Note for scalar version, gcc generates roundss $9, %xmm0, %xmm0 which doesn't raise exception because it's allowed by the below option.
-----
ffp-int-builtin-inexact
Common Var(flag_fp_int_builtin_inexact) Init(1) Optimization
Allow built-in functions ceil, floor, round, trunc to raise \"inexact\" exceptions.
-----
Comment 12 Pilar Latiesa 2022-09-22 07:45:05 UTC
Wouldn't it make sense for scalar and vector versions to be affected by the same options?
Comment 13 Hongtao.liu 2022-09-22 07:52:48 UTC
(In reply to Pilar Latiesa from comment #12)

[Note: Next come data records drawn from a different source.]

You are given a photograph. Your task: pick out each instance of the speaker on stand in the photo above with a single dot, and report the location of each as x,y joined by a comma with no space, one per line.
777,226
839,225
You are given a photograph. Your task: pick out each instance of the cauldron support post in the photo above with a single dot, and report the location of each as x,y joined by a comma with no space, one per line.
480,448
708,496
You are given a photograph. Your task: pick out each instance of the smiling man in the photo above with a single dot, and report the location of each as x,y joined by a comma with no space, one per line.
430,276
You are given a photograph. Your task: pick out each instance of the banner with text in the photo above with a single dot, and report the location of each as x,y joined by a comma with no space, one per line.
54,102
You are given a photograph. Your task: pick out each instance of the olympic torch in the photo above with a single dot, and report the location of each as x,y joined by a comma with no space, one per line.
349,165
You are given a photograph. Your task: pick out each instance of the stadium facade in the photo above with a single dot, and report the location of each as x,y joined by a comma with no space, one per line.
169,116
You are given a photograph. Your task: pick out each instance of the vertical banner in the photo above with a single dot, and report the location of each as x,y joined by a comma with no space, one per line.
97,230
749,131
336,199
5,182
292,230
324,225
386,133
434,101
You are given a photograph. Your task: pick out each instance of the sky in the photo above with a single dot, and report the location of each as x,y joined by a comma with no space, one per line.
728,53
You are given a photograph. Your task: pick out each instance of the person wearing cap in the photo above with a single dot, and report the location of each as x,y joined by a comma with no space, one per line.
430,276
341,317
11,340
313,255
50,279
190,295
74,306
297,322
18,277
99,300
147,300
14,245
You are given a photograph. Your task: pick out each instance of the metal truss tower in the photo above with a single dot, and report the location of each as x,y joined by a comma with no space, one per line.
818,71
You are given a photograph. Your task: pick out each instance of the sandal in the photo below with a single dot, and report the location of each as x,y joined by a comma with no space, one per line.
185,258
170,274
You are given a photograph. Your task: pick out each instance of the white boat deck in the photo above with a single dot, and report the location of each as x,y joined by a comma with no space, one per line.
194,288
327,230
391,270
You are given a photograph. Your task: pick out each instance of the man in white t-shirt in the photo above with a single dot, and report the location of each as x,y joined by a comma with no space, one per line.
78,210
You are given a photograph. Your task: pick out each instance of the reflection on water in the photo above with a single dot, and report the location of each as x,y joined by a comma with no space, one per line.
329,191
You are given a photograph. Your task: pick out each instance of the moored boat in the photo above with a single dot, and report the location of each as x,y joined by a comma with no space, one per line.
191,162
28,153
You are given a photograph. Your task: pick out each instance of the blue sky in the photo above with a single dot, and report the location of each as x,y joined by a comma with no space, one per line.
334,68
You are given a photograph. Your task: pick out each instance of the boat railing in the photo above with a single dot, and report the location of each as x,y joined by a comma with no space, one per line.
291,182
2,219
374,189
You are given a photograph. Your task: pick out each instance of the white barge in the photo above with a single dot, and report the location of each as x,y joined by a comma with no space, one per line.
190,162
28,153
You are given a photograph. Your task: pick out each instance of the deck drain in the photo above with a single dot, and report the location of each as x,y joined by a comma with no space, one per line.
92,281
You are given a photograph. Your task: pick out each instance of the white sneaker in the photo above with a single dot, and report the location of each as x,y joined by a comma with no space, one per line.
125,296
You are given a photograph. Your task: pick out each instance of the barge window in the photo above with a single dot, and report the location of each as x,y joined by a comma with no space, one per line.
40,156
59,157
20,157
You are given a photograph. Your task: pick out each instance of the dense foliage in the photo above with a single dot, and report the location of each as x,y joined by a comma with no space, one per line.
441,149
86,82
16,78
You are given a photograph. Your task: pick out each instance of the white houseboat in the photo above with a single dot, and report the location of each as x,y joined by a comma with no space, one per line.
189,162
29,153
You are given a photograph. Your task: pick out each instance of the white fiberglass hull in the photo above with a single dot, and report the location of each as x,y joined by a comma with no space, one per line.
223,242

> Wouldn't it make sense for scalar and vector versions to be affected by the
> same options?

I guess the reason is we don't have __builtin_floorf for vector version, and that option is only apply to direct call for builtin function.

I'm not sure should we apply that to internal fn either(to make vector version behave the same as scalar version).